The close collaboration of CSIRO’s mathematicians with engineers from the James Hardie company allowed the company to learn from CSIRO’s approach.
Increasing production rates
Mathematical modelling was one of several approaches which helped James Hardie to increase production rates for their reinforced cement building products.
21 February 2006 | Updated 14 October 2011
For many manufacturers, maximising production rates from limited production lines is a major way to increase the profitability of their business.
James Hardie, world leading company in sales of cellulose reinforced cement building products, greatly increased their production rates for these products with the help of CSIRO.
To increase productivity, Hardie took a multi-pronged approach to improving their production processes. In one initiative, engineers from Hardie's worked with CSIRO mathematicians to model the production process.
CSIRO’s mathematical modellers created a mathematical model of the complex, multi-step process. This model shed light on the dynamics of the process, identifying critical stages and important parameters. It provided an understanding of how changes to the process would affect the end product.
From this understanding, Hardie’s engineers could make informed decisions about changes that improved the efficiency of the process, while ensuring that quality was maintained and that wear and tear on equipment was minimised.
This led to improvements in the process, equipment design and process control which in turn led to productivity gains. The overall approach has led to a five fold increase in production rates for little additional capital cost.
'I don’t like putting a dollar figure on the value of an individual contribution, because in business . . . everything is a group effort. What I can say is that CSIRO’s work has paid itself over hundreds of times, both directly and indirectly, and that means millions of dollars’ said Mr Noel Thompson, Chief Technology Officer, at James Hardie.

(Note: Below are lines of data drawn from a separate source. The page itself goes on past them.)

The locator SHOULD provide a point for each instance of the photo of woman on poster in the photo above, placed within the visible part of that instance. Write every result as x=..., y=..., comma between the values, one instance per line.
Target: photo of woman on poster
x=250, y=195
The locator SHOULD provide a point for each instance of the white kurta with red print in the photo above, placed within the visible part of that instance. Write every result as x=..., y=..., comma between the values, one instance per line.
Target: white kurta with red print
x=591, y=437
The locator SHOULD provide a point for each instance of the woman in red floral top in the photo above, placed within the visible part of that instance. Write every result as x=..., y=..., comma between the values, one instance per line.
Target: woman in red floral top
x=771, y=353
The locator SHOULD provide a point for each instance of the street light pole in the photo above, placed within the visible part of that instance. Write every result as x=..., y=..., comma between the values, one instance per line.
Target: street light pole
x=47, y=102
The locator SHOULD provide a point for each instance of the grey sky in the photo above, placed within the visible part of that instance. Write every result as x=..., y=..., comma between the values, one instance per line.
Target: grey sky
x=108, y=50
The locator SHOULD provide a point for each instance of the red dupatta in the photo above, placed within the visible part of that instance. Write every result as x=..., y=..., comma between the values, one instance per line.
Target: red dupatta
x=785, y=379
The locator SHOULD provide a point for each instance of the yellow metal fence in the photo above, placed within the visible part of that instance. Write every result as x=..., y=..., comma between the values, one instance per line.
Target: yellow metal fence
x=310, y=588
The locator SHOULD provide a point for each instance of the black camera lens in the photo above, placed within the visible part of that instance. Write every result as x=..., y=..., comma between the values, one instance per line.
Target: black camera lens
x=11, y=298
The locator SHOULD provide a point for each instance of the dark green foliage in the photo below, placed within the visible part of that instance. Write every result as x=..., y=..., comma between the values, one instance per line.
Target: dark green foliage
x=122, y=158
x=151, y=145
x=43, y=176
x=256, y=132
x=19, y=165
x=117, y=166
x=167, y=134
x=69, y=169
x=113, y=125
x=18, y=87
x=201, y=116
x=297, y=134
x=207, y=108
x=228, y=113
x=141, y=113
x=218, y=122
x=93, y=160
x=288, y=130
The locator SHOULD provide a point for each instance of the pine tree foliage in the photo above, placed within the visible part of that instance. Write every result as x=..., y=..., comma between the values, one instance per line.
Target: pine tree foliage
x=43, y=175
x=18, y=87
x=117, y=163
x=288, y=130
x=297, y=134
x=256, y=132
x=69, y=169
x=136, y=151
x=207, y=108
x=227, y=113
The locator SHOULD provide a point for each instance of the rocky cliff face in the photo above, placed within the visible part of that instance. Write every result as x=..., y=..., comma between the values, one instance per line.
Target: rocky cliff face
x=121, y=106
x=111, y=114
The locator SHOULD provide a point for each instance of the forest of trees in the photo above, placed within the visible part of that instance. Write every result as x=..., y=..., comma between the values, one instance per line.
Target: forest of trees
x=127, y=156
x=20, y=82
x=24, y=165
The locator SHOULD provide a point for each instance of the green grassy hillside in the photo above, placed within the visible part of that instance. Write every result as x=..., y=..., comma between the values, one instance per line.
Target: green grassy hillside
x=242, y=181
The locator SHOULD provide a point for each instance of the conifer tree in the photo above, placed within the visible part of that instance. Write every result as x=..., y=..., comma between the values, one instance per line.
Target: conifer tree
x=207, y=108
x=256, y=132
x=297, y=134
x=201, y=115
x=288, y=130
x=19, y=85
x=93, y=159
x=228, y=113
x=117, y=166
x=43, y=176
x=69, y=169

CSIRO’s work has paid itself over hundreds of times, both directly and indirectly.
Importantly, the close collaboration between CSIRO’s mathematicians and engineers from James Hardie, allowed the company to learn from CSIRO’s approach and experience in modelling processes. As a result, a new approach for modelling to improve processes and control has now been adopted as standard in James Hardie.
'Modelling is now a day to day activity in our development groups, and that is really important in our chances of success in the future,’ said Mr Thompson.